# [SOLVED] Print from iPad using Gentoo's PPD file

## roytheman

Hello Gentoo forums,

I have an iPhone iOS9 and an iPad iOS9 and I can print with these devices to my HP printer using a technology called Air Print from Apple with no problem using my wifi network. But the problem for me is that these two Apple devices uses their own PPD file which does not offer some settings I want, like Econo-Print.  I can print using Econo-Print using my desktop computer with Gentooo installed using CUPS but Econo-Print is not available when using these two Apple devices. In other words, when I print from an Apple device, I want to be able to use the PPD flle in Gentoo (CUPS) and not the PPD file in the Apple devices when printing from an Apple device. Is there a way to accomplish this? I've heard the Mac computer offers some programs like Handy Print that can solve my problem but I don't have a Mac. I have an IBM compatible desktop computer with Gentoo installed.

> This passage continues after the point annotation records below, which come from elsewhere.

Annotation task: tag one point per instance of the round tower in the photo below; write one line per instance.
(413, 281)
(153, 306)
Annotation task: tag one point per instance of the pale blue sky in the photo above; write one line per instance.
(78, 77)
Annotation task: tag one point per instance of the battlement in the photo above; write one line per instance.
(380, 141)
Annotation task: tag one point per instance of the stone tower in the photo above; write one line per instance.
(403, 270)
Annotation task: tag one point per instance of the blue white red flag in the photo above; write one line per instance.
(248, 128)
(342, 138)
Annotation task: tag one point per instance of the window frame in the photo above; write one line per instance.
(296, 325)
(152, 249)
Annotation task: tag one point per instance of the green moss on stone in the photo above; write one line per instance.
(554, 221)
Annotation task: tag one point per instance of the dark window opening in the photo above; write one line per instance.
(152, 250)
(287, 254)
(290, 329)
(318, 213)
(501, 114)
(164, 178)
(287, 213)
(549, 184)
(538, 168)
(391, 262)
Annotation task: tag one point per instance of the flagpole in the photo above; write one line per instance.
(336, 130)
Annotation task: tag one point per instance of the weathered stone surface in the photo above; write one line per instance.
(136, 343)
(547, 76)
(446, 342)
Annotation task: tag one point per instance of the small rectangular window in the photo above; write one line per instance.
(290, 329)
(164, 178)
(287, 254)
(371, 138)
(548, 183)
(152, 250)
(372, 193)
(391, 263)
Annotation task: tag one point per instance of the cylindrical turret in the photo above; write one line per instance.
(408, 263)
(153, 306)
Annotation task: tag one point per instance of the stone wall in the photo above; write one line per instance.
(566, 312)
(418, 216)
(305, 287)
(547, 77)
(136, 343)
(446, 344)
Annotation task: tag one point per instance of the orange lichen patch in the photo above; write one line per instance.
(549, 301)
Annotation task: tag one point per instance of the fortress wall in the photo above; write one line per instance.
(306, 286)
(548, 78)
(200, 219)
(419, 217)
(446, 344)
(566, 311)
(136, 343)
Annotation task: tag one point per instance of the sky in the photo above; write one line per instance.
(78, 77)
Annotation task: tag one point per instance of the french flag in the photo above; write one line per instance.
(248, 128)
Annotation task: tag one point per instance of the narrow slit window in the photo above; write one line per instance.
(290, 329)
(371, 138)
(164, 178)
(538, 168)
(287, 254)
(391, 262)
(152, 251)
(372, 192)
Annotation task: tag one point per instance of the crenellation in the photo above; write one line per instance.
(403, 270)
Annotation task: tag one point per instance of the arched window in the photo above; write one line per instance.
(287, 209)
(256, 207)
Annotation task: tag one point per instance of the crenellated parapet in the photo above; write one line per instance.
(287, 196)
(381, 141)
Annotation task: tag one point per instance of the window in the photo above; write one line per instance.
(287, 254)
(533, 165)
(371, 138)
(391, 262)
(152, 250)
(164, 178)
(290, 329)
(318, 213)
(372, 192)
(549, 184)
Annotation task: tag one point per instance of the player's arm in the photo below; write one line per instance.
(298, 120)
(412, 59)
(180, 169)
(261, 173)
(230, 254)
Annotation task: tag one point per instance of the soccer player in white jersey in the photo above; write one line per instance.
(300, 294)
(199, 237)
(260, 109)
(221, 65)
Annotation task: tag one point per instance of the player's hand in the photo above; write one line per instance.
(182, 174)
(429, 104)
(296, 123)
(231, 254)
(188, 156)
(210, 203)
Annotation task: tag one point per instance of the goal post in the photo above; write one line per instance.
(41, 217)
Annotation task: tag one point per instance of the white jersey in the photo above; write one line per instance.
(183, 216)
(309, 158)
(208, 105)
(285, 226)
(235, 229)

I might add I am presently using avahi (like Bonjour) in Gentoo to broadcast my printer to my Apple devices  ( http://www.productionmonkeys.net/guides/print-server/airprint ) but even that does not use the CUPs PPD file in Gentoo so I still do not have the Econo-Print option.

My question would be Is there a Linux package that is equivalent to Mac's "Handy Print" that would allow me to use my Gentoo's PPD files when printing from one of my Apple devices? If I could use Gentoo's PPD file when printing from my iPad, I'm sure Econo-Print would then be available. Any help would be greatly appreciated.

RoyLast edited by roytheman on Sun Apr 17, 2016 3:04 pm; edited 3 times in total

----------

## NeddySeagoon

roytheman,

Air Print does not use your PC at all. Its a protocol directly between supported devices.

You would need to change the Apple devices.  If you want to do that, you probably have to buy Apple.

To use your PC, you would need to transfer the file to be printed to the PC, then print it from there.

----------

## roytheman

UPDATE

I have downloaded half a dozen printing utilities on my Apple device but only one of them actually reads the PPD file in Gentoo's CUPS and the name of that app is called Print Utility version 2.9.1. I do not know how it does it but if I have Econo Print enabled in my Gentoo's CUPS web interface on my desktop computer, this app (Print Utility on my iPhone) will print in Econo Print and if I disable Econo Print in the CUPS web interface on my desktop computer, that same app will print a standard print and not Econo Print. So the Apple's Print Utility on my iPad or iPhone device actually reads the PPD file that resides on my Gentoo desktop computer, thanks to Gentoo's avahi package, which apparently  does involve my Linux desktop and is different from Apple's Air Print. Printing this way does not use Air Print but uses avahi to publish my printer to the Apple device.

Maybe this can help somebody who wants their Apple device to print using Linux's CUPS PPD file instead of the PPD file supplied with the Apple device. Of course, both Apple and Linux are always making changes in their software so I don't know how long this will last.

All the best,

Roy

----------